La curva dei contagi si piega, calano ospedalizzazioni e ricoveri in terapia intensiva, Omicron morde meno. Non per tutti. Il boom di positivi tra gli under 5 rallenta la frenata del virus. Ma ancora per poco. Il 15 febbraio l'americana Food and Drug administration dovrebbe approvare il preparato messo a punto da Pfizer per la fascia 6 mesi-4 anni. Elena Bozzola, pediatra infettivologo presso l'Ospedale Bambino Gesù di Roma, spiega a il Giornale.it perché il vaccino per i piccolissimi è l'arma contro gli effetti sottovalutati del Covid.
A breve verrà approvato il vaccino anche per la fascia 6 mesi-4 anni: cosa sappiamo, è sicuro?
«Pfizer ha chiesto l'autorizzazione a procedere per la vaccinazione nei più piccoli con due dosi di vaccino di 3 micro grammi, 1/10 del preparato messo a punto per gli adulti. Dunque, sono stati fatti studi per minimizzare il rischio di effetti collaterali e garantire la sicurezza a fronte di una buona efficacia del vaccino. Detto questo, bisognerà aspettare il parere della Fda e vedere i dati delle somministrazioni ai bambini americani. Ai bimbi non verrà dato un vaccino sperimentale e non senza l'ok da parte delle autorità regolatorie competenti».

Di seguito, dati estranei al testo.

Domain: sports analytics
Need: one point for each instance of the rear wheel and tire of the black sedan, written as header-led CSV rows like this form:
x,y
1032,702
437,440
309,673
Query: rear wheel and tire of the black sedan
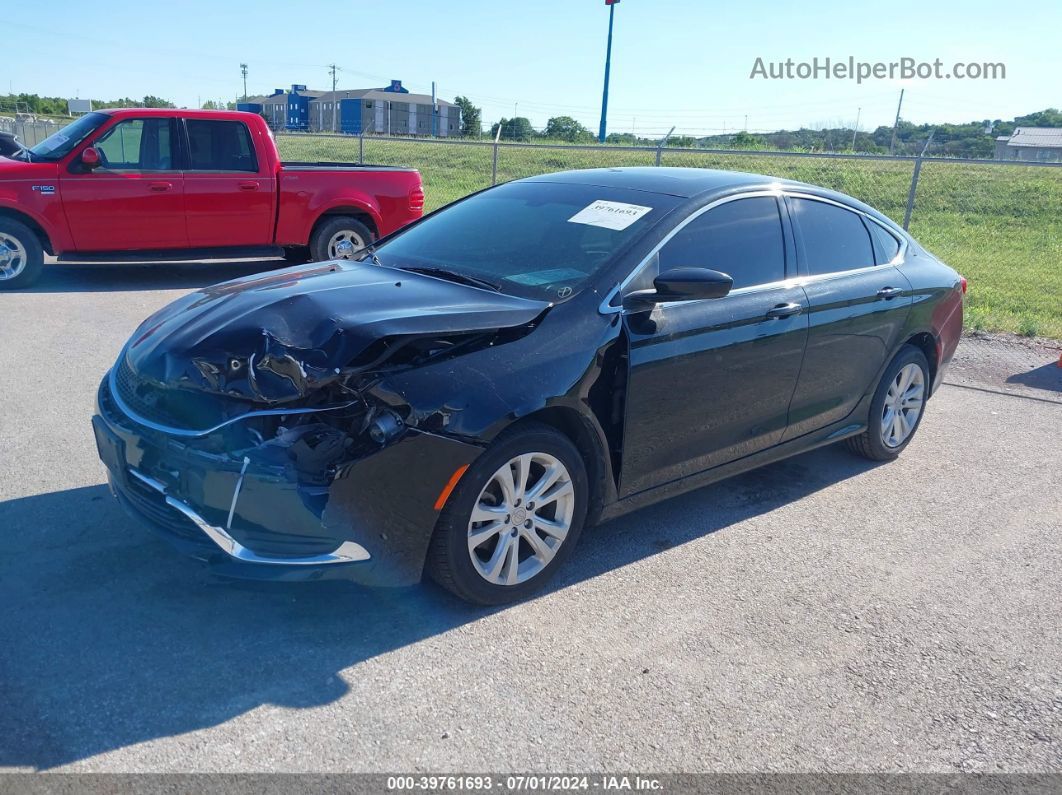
x,y
897,409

Dai dati, però, è emerso anche che tra i 2 e i 4 anni l'efficacia sembrerebbe essere inferiore nel prevenire contagio.
«Per ora si tratta ancora di dati preliminari. La cosa importante è effettuare la vaccinazione, perché i contagi stanno calando ma non nella fascia dei più piccoli, per i quali fino ad ora non è previsto il vaccino. Che sarebbe, invece, fondamentale per prevenire le forme più gravi e i ricoveri. Sotto i cinque anni ci sono 273mila casi con 5.500 ospedalizzati, 90 ricoverati in terapia intensiva e 10 morti».
Di solito i bambini sviluppano pochissimi sintomi. Perché, allora, dovremmo vaccinarli?
«È vero. Sappiamo che la positività di un bambino al momento decorre con pochi sintomi, però, non sappiamo che cosa ci riserverà il futuro e mi riferisco a tutte quelle conseguenze che può comportare l'infezione. Aumenta di due volte e mezzo la probabilità di sviluppare il diabete, c'è il rischio della malattia multisistemica pediatrica, del Long Covid. Quindi se abbiamo un'arma per prevenire tutto questo ritengo sia importante valutarla. E per quanto riguarda le preoccupazioni relative agli effetti collaterali, diminuendo la dose diminuisce anche il rischio di eventi secondari».
Però la somministrazione del vaccino ai bambini non pare decollare. Perché?
«In realtà c'è una concausa di due fattori. All'inizio quando è arrivato il vaccino, come sempre, noi italiani siamo stati a vedere. Diciamo che in genere è prevalsa la tendenza: facciamo le vacanze di Natale e vediamo un po' come va. Poi, dopo le feste, con il picco di contagi da far paura, soprattutto tra i bambini, molti genitori sono corsi a vaccinarli. La frenata è dovuta al fatto che circa un 10% dei bambini ha contratto il Covid, un 30% si è già vaccinato una buona parte è in quarantena».
Non è che non si è fatto abbastanza per tranquillizzare i genitori?
«All'inizio tra i genitori c'era veramente paura, questo anche perché circolavano le varie fake news e anche i miei colleghi, non pediatri, non hanno aiutato. Molti dicevano che il vaccino ai bambini non serve. Ora per fortuna si sono ricreduti, ma all'inizio hanno contribuito a instillare il dubbio».
Le è mai capitato qualche caso di genitori No Vax di bambini ricoverati che poi si sono ricreduti sul vaccino?
«Purtroppo no e da noi ce ne sono tanti. Nonostante i bambini ricoverati stiano male, non fanno nessun passo indietro, c'è proprio una sorta di annebbiamento, di rifiuto nell'accettare il ruolo del vaccino come salva vita».